Momentos depois, os cinco estavam no ringue, pulando como velhos amigos. Clay fingiu derrubá-los com um soco. Os Beatles caíram no estilo dominó, depois pularam para formar uma pirâmide para chegar ao queixo de Clay. Os cinco começaram a rir tanto que suas rotinas improvisadas desmoronaram em palhaçadas.
Os Beatles temiam que suas travessuras com o pugilista brincalhão os fizessem parecer idiotas. (Harry Benson)Benson continuou clicando longe. Quando acabou, lembra ele, os Beatles disseram que nunca mais falariam com ele. A sessão foi "degradante. Você nos fez de bobo", disse um deles. Enquanto os cantores entravam em sua limusine, Benson já estava pensando em sua próxima missão, atirando em Ian Fleming, o criador de James Bond, em sua casa na Jamaica. Outro dia, outro ícone. "Você tem que seguir em frente", diz ele.
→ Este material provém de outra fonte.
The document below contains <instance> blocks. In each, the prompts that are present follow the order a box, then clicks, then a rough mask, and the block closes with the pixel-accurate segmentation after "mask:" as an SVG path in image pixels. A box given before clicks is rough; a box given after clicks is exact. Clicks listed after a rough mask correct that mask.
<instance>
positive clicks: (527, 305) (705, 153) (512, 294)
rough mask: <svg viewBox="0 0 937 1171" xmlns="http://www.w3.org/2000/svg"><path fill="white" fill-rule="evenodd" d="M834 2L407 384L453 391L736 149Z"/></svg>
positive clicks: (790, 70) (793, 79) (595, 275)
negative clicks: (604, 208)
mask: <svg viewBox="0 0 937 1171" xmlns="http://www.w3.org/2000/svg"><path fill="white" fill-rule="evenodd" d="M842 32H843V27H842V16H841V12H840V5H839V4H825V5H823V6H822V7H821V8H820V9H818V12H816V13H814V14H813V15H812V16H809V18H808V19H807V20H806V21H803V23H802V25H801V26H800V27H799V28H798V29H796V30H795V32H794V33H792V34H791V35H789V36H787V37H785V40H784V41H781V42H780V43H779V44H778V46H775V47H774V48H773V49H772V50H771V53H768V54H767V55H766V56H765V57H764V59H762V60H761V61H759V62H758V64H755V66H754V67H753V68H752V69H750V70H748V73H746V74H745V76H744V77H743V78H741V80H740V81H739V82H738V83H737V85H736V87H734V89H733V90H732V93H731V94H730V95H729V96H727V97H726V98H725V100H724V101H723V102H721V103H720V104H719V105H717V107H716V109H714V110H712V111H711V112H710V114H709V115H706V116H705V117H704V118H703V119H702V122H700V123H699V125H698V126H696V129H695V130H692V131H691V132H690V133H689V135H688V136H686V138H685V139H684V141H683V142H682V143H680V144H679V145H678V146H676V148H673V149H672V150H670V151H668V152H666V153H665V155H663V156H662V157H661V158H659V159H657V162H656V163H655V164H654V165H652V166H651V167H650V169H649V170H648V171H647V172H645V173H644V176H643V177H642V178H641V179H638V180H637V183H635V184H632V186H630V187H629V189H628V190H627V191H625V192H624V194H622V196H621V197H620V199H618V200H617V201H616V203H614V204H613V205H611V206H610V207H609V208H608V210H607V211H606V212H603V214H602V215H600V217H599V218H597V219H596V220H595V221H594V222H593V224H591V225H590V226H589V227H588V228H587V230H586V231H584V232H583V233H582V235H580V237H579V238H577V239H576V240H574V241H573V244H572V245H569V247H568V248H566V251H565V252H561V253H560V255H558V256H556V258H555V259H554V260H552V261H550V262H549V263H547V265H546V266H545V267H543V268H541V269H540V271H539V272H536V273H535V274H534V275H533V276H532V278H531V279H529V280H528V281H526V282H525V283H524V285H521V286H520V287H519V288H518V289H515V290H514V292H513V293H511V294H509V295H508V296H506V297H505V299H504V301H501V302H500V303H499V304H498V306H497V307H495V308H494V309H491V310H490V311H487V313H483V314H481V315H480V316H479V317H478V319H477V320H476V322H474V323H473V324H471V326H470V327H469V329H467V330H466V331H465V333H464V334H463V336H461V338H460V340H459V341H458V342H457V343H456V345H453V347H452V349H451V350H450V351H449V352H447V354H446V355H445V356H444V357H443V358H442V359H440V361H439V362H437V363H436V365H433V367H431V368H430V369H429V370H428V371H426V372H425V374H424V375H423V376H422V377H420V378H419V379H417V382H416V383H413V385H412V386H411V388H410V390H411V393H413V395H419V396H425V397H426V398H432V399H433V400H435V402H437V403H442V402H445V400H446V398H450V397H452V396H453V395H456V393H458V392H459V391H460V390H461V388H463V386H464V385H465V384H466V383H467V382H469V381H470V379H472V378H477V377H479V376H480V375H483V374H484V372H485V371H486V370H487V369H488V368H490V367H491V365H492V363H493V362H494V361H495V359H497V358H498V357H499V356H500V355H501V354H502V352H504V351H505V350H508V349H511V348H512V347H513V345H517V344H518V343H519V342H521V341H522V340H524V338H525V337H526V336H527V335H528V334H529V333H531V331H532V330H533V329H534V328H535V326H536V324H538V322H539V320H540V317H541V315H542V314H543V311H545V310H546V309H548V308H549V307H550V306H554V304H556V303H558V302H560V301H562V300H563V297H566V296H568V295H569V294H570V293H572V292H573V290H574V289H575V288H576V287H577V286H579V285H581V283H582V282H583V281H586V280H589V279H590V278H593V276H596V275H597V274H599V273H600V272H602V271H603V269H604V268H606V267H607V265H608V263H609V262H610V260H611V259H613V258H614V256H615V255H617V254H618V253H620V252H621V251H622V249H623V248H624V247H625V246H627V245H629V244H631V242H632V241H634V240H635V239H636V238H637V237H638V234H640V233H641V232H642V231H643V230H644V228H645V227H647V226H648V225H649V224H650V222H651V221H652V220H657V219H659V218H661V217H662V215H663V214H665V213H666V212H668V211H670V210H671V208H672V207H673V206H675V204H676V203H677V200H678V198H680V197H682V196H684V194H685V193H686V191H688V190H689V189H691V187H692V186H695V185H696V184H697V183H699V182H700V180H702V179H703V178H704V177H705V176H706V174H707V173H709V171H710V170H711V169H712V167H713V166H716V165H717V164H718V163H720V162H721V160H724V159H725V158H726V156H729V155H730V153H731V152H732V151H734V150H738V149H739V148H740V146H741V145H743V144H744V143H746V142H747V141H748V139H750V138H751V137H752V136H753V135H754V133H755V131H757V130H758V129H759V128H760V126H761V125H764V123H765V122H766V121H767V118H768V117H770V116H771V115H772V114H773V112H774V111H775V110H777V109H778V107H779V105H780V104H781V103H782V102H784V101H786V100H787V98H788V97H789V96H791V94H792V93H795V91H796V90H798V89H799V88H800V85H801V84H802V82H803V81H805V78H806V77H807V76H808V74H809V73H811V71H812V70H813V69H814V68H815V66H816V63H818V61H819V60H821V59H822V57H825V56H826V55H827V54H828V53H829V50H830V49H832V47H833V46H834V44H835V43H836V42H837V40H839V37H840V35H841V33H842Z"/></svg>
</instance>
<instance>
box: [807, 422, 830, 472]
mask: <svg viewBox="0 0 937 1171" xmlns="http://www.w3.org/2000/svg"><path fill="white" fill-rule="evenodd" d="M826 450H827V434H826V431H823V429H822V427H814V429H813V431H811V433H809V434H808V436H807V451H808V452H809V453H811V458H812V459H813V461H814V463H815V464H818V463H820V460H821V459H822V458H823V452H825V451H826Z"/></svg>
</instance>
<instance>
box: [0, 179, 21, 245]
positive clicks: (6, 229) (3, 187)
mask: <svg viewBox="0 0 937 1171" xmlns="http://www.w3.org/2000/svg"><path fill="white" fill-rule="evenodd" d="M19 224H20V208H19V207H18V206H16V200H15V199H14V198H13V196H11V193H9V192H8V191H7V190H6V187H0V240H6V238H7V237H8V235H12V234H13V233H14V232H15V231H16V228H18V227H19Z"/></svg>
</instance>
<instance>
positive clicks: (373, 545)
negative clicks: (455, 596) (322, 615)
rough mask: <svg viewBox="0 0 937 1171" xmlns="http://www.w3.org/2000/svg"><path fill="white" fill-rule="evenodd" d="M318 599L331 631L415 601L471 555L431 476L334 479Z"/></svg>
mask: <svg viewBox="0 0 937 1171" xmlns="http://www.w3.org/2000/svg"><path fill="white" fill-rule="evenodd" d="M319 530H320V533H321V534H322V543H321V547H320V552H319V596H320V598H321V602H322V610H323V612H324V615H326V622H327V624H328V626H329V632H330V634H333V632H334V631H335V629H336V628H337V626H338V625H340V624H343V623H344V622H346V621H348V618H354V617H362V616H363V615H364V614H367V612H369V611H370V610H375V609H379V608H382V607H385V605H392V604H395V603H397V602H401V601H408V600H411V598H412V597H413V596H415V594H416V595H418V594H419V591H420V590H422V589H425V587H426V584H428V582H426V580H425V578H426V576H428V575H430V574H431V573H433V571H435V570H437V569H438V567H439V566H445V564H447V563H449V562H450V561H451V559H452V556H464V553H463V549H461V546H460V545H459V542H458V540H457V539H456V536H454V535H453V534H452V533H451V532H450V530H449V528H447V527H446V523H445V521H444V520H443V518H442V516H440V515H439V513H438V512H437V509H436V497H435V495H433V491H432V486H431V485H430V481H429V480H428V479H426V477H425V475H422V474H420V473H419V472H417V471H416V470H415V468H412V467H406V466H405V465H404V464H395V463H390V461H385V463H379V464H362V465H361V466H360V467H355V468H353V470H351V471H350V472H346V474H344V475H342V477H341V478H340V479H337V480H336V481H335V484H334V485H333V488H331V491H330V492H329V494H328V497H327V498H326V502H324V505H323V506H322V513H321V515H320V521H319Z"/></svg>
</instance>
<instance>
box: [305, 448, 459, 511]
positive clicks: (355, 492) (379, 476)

Benson tem 74 anos agora e ainda está se movendo. Seu fotojornalismo, mais notavelmente para a revista Life e Vanity Fair, é uma história dos últimos 50 anos. Ele cobriu o conflito no Afeganistão, Israel, República Dominicana, Kosovo, Polônia e Paquistão. Ele estava a passos de distância quando o senador Robert Kennedy foi morto a tiros em uma cozinha do hotel em Los Angeles, quando Caroline Kennedy se casou, quando o presidente Nixon renunciou. Ele tirou as primeiras fotos de bebê do filho de Michael Jackson, Prince. Ele testemunhou a Marcha da Liberdade através do Mississippi, o motim de Watts, as greves de fome do IRA, a queda da Tchecoslováquia, da Romênia e do Muro de Berlim. Ele diz que se escondeu por 15 horas em uma palmeira em um set de filmagem em Londres para obter a primeira foto de Elizabeth Taylor em seu papel como Cleópatra. A bochecha de Benson foi correspondida apenas por seu charme; anos depois, Taylor concordou em permitir que Benson atirasse em seu couro cabeludo sem pelos após uma operação de tumor cerebral.
"Eu não sou precioso, vou fazer qualquer coisa", disse Benson recentemente em sua casa em Nova York, um escocês em sua voz profunda. "E eu sempre me lembro, a oportunidade surge como um trem expresso. É muito repentino, e você tem que estar pronto."
O filho atarracado e atlético de um zelador do zoológico, Benson preparou-se filmando casamentos em Glasgow, sua terra natal. Até os rivais o descrevem como infinitamente criativo. Depois que Liston se recusou a posar com os Beatles, Benson decidiu que Clay, que ele vira na TV, faria o mesmo, embora não se incomodasse em dizer aos quatro sobre a mudança de planos e os enganou, achando que eram ainda estava indo para a academia de Liston. Afinal, ele precisava da foto. E os Beatles rapidamente esqueceram o engano, especialmente depois que Clay se tornou Muhammad Ali, o campeão dos pesos pesados. Benson passou a ter um relacionamento amigável com o falecido George Harrison e diz que ainda é amigo de Sir Paul McCartney.
"Amigável, mas você não quer chegar tão perto de seus assuntos", diz o fotógrafo, cujo livro mais recente, Once There Was a Way, celebra os Beatles. "Sou jornalista, não sou um deles. Nunca chegue tão perto. Você precisa ficar na terra de ninguém onde eles confiam em você, mas não podem lhe dizer o que fazer."
Benson viu pela última vez Ali em 1993, no Iraque. O ex-campeão estava esperando por uma audiência com Saddam Hussein. Benson o seguiu durante dias, na esperança de fotografar os dois juntos, mas esse tiro lhe escapou. "Teria sido uma boa", ele diz alegremente. "Mas você tem que seguir em frente."